3.6.1: Bond Strength (Problems)

PROBLEM $$\PageIndex{1}$$

Which bond in each of the following pairs of bonds is the strongest?

a. C–C or $$\mathrm{C=C}$$
b. C–N or $$\mathrm{C≡N}$$
c. $$\mathrm{C≡O}$$
or $$\mathrm{C=O}$$
d. H–F or H–Cl
e. C–H or O–H
f. C–N or C–O

$$\mathrm{C=C}$$

$$\mathrm{C≡N}$$

$$\mathrm{C≡O}$$

H–F

O–H

C–O

PROBLEM $$\PageIndex{2}$$

When a molecule can form two different structures, the structure with the stronger bonds is usually the more stable form. Use bond energies to predict the correct structure of the hydroxylamine molecule:

The greater bond energy is in the figure on the left. It is the more stable form.

PROBLEM $$\PageIndex{3}$$

Use principles of atomic structure to answer each of the following:1

a. The radius of the Ca atom is 197 pm; the radius of the Ca2+ ion is 99 pm. Account for the difference.
b. Given these ionization values, explain the difference between Ca and K with regard to their first and second ionization energies.

Element First Ionization Energy (kJ/mol) Second Ionization Energy (kJ/mol)
K 419 3050
Ca 590 1140

c. The first ionization energy of Mg is 738 kJ/mol and that of Al is 578 kJ/mol. Account for this difference.

When two electrons are removed from the valence shell, the Ca radius loses the outermost energy level and reverts to the lower n = 3 level, which is much smaller in radius.

Removal of the 4s electron in Ca requires more energy than removal of the 4s electron in K because of the stronger attraction of the nucleus and the extra energy required to break the pairing of the electrons.
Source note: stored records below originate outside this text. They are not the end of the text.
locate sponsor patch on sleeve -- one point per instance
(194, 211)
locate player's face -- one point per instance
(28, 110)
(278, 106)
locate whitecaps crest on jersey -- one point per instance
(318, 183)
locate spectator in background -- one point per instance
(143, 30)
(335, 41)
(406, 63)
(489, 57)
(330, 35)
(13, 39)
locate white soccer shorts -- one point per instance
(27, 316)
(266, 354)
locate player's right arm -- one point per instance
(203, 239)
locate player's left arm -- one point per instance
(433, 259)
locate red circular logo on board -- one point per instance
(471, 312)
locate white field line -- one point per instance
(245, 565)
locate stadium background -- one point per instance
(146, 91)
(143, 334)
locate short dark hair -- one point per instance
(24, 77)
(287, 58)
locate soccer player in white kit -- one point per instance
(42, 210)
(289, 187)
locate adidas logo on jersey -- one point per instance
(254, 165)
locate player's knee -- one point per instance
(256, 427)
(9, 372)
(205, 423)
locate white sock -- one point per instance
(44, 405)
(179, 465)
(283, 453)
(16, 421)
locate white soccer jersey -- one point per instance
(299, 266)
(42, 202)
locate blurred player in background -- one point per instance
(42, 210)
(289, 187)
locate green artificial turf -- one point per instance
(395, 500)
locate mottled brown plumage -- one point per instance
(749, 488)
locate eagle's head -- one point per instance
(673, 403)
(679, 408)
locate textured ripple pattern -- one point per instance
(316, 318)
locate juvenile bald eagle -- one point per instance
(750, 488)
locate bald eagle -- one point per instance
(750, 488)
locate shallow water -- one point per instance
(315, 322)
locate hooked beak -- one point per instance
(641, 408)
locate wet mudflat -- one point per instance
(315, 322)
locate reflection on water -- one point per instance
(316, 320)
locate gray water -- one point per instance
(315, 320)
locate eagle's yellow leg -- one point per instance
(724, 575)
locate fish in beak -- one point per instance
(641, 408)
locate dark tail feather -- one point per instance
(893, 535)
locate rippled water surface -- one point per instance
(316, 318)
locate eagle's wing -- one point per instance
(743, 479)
The second ionization energy for K requires that an electron be removed from a lower energy level, where the attraction is much stronger from the nucleus for the electron. In addition, energy is required to unpair two electrons in a full orbital. For Ca, the second ionization potential requires removing only a lone electron in the exposed outer energy level.